The raid on Chalabi's home--characterized by the White House as resulting from an Iraqi-led investigation--may frustrate the ability of private accounting firm KPMG to complete a comprehensive audit into the oil-for-food program, which generated $67 billion in revenue for Iraq between 1997 and 2002, according to the Heritage Foundation. KPMG began investigating in February 2004 on behalf of the Iraqi Ministry of Oil, the Central Bank of Iraq, the Finance and the Trade Ministry and the State Oil Marketing Association.

Over the last several weeks, however, a growing feud has erupted between Chalabi and the rest of the Governing Council, and L. Paul Bremer, Iraq's U.S. civilian administrator, over Bremer's recent selection of Ernst & Young to begin a separate investigation on behalf of Bremer's Coalition Provisional Authority (CPA). A key difference between the contracts: The KPMG contract includes the recovery of the assets, while Ernst & Young's contract calls for recommendations on how the monies are to be recovered.

The stunning reversal of fortune for KPMG and Chalabi comes less than a month after Iraqi Governing Council consultant Claude Hanes-Drielsma told a U.S. House of Representatives subcommittee the "the CPA said that the process run by the IGC...would indeed stand."

Meanwhile, former U.S. Federal Reserve Chairman Paul Volcker, appointed last month by U.N. Secretary General Kofi Annan to lead yet another inquiry, is pressing forward with his own investigation. Some say Annan must bear ultimate responsibility for the program's massive failings. "I think our investigation is the central, authoritative investigation," Volcker said at a press conference today. "I would like to think it's understood quite generally."

Far from it. Volcker lacks the necessary power to subpoena witnesses in an investigation, according to sources on Capitol Hill, policy experts and lobbyists. And despite today's raid, the Iraqi Governing Council doesn't appear to be giving up its fight for control over the oil-for-food audit. The council's finance committee is working with Patton Boggs, a well-connected Washington, D.C., law firm, to help it navigate the political system.

The U.S. Congress may want to conduct its own investigation, says the Middle East Media Research Institute and at least one senior congressional aide. Some observers have speculated that the Senate Foreign Relations Committee may already by preparing to organize such an independent query. It is unclear, however, whether any congressional investigation would have the authority to compel testimony from United Nations staffers involved with oversight of the oil-for-food program.
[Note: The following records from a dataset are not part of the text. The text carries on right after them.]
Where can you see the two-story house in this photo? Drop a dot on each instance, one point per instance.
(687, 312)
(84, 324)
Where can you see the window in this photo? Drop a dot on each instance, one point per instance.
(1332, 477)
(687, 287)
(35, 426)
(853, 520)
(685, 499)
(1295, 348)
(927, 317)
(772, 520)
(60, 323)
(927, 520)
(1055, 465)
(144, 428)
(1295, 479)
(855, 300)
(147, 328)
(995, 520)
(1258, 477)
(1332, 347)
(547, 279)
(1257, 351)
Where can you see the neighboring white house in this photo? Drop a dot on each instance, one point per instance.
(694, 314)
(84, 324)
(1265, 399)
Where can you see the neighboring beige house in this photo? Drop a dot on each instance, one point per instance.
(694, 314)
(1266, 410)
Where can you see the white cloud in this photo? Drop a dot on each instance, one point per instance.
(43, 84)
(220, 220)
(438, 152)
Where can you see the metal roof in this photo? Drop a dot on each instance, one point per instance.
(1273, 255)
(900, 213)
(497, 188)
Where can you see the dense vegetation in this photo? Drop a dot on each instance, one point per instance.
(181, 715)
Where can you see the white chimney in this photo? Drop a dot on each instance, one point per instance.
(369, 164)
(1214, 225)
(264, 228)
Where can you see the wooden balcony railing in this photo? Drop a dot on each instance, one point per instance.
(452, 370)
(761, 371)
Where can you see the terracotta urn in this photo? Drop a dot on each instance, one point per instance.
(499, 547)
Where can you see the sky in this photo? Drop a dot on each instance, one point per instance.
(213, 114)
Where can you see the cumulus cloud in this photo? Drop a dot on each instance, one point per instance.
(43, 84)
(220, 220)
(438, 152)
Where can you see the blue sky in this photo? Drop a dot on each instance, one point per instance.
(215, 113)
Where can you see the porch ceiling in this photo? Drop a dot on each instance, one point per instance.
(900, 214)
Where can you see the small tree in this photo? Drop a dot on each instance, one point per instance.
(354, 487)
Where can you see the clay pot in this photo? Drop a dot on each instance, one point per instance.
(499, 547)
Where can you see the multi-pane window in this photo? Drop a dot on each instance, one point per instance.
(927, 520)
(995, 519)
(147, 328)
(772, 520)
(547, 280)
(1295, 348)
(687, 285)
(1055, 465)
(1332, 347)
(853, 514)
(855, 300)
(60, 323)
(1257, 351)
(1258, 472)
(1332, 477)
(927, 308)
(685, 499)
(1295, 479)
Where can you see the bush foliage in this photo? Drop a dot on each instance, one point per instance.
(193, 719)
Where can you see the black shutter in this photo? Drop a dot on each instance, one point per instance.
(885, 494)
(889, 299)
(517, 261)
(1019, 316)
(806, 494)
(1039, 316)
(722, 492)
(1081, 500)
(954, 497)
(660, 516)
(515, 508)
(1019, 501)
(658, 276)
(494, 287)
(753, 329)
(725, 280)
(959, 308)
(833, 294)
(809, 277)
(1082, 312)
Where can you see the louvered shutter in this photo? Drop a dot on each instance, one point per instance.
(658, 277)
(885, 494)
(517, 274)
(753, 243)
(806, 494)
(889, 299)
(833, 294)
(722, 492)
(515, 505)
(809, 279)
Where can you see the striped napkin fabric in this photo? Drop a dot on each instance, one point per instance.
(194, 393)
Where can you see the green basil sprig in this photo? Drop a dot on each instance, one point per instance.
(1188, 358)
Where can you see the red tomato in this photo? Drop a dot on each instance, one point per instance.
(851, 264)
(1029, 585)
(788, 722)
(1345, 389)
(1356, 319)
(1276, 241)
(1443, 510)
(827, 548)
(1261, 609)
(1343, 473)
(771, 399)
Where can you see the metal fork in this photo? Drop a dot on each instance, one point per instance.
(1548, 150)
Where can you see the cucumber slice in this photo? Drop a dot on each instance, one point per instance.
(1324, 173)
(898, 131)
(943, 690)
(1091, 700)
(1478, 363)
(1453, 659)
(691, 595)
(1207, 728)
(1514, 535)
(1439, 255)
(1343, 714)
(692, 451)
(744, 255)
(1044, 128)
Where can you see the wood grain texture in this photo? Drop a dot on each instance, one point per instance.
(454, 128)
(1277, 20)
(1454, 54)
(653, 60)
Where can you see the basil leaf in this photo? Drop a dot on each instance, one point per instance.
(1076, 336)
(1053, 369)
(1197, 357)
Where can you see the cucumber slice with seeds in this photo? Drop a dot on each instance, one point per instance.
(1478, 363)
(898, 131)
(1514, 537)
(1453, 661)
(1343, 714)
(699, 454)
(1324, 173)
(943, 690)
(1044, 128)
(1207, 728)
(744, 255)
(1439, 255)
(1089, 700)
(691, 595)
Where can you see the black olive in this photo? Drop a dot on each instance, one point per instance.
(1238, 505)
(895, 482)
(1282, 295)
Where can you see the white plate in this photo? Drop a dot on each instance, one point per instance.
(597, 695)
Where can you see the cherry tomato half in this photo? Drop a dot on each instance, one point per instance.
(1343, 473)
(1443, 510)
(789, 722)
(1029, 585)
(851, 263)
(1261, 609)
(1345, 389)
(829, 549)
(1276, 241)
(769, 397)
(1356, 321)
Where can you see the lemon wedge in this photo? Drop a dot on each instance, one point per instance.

It is possible that separate oil-for-food inquiries by the U.N., the CPA and the IGC could proceed separately. "One would not cancel out another," says a source close to the matter. "However, a coordination of efforts beginning with a conference involving reps from each would avoid a wasteful and redundant and inefficient three-ring circus approach. The recovery of this money is something that has to transcend all this political [nonsense]."